The Week Ahead: Finally, real basketball! Six teams open their seasons on Friday night, headlined by Harvard playing Stanford in Beijing (11 pm, ESPN2). That same evening, all three new head coaches make their debuts on the road. Yale visits Washington on Sunday, the start of a grueling November for the young Bulldogs. Princeton is the last team to tip, waiting for a huge Monday clash at BYU (10pm, ESPN2).
- Princeton — If Princeton split into two teams, would both make the Ivy League Tournament? Let’s say Team Orange is Cannady-Bell-Stephens-Caruso-Brennan and Team Black is Rayner-Weisz-Cook-Brase-Miller, with reserves sprinkled in. Depth would be an issue over a full season, but for one game, I’m taking both of those squads over anyone besides Harvard or Yale.
- Harvard — At the risk of reading too much into an exhibition game, keep an eye on Christian Juzang: He wasn’t expected to be one of Harvard’s top freshmen, but he played the second-most minutes against MIT. Chris Lewis and Seth Towns started, and Bryce Aiken is also sure to get plenty of opportunities from Harvard’s vaunted rookie class. This ranking assumes Zena Edosomwan is healthy — he looked fine last month, but sat out the MIT exhibition and battled injuries last year. Even the deep Crimson can’t afford to lose a Player of the Year candidate.
- Yale — The Bulldogs should make it a true three-team race, but I can’t rank them ahead of Harvard. Compare the returning cores: Is Mason-Dallier-Downey better than Chambers-Johnson-Edosomwan? If so, it’s a very slight edge. As awesome as Jordan Bruner looks, Harvard’s freshman class is much deeper. And I don’t see much of a gap between the rest of the rosters. Yale could certainly end up ahead of Harvard, but I don’t see the case for predicting that today.
- Penn — Fourth place is the hardest call, with half the league having a good argument. In the end, I trust Penn’s offense more than any other unit left. Brodeur and Wood seem legit, which gives the Quakers a solid starting five. Their defense won’t be good, but they can score enough to win games.
- Columbia — The Lions have the most upside in this tier: Their frontcourt can really score, Nate Hickman is making highlight reels, and young point guards have potential. But defense should still be an issue, and the history of teams that lose so much talent is not good. If Kyle Castlin is not available, as rumored, there isn’t a single proven player in the backcourt.

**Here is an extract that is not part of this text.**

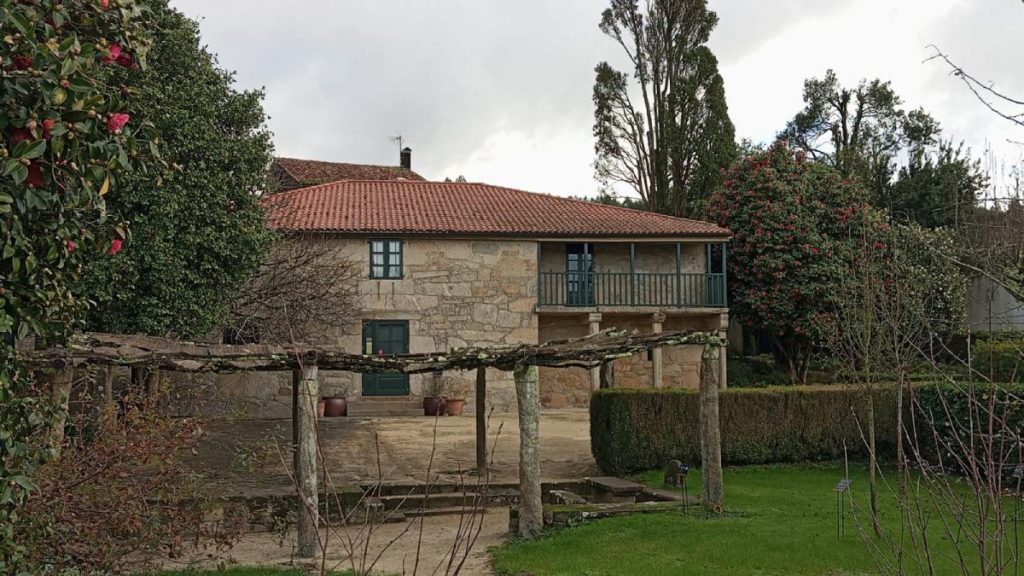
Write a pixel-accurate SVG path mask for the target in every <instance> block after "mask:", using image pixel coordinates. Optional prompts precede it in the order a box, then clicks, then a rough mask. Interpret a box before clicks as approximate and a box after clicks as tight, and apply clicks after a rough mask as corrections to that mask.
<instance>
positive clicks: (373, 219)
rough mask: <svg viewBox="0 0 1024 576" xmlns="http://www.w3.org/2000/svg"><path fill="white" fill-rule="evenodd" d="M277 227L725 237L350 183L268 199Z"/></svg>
mask: <svg viewBox="0 0 1024 576" xmlns="http://www.w3.org/2000/svg"><path fill="white" fill-rule="evenodd" d="M264 206H265V207H266V208H267V218H268V220H269V224H270V227H271V228H274V229H278V230H292V231H307V232H333V233H342V234H398V235H401V234H410V235H419V234H425V235H434V234H449V235H460V234H464V235H499V236H519V237H566V238H567V237H582V238H587V237H595V238H598V237H601V238H605V237H620V238H628V237H657V238H677V237H719V238H725V237H729V236H731V233H730V232H729V231H728V230H726V229H723V228H720V227H718V225H715V224H712V223H709V222H702V221H699V220H690V219H686V218H676V217H673V216H666V215H663V214H655V213H652V212H643V211H640V210H631V209H629V208H618V207H615V206H607V205H604V204H597V203H593V202H587V201H583V200H572V199H569V198H562V197H557V196H549V195H546V194H536V193H531V192H523V191H520V190H512V189H508V188H499V187H495V186H488V184H481V183H467V182H420V181H401V180H392V181H369V180H346V181H337V182H332V183H328V184H323V186H317V187H312V188H305V189H300V190H293V191H291V192H282V193H279V194H274V195H271V196H268V197H266V199H265V200H264Z"/></svg>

- Dartmouth — A pair of Ians could make an impact right away, but new coach Dave McLaughlin will need to figure out how they fit. Ian Sistare comes in as a combo guard, but this team is in need of a strong point guard who can distribute. If Sistare isn’t that guy, Guilien Smith or someone else might need to make a leap forward. Ian Carter is also highly regarded, but his natural power forward position overlaps with Evan Boudreaux’s. Is he strong enough to play up front alongside Boudreaux (who needs a solid partner defensively), or quick enough to defend at the three?
- Cornell — The Big Red returns everyone from last year, and Brian Earl will help the team tactically from day one. But there is just so much ground to make up — they were outscored by .17 points per possession last year, by far the league’s worst. Matt Morgan can’t be better offensively than he was last year (can he?), and Darryl Smith won’t shoot ten billion percent Shot selection will help on offense, and regression on defense, but that’s not enough to make up the entire gap between last place and the top four.
- Brown — This is the same core that’s finished tied for last in two straight seasons, and it won’t improve without help from somewhere new. The best bet might be Blake Wilkinson, whose path to Providence started at Utah way back in 2011 and wound its way through an LDS mission and a Beehive State junior college. In the best-case scenario, he’s a scoring threat and a strong power forward, getting the Bears away from the small lineups that were killed defensively last year. Otherwise, they’re pretty much just running back last year’s playbook without Cedric Kuakumensah.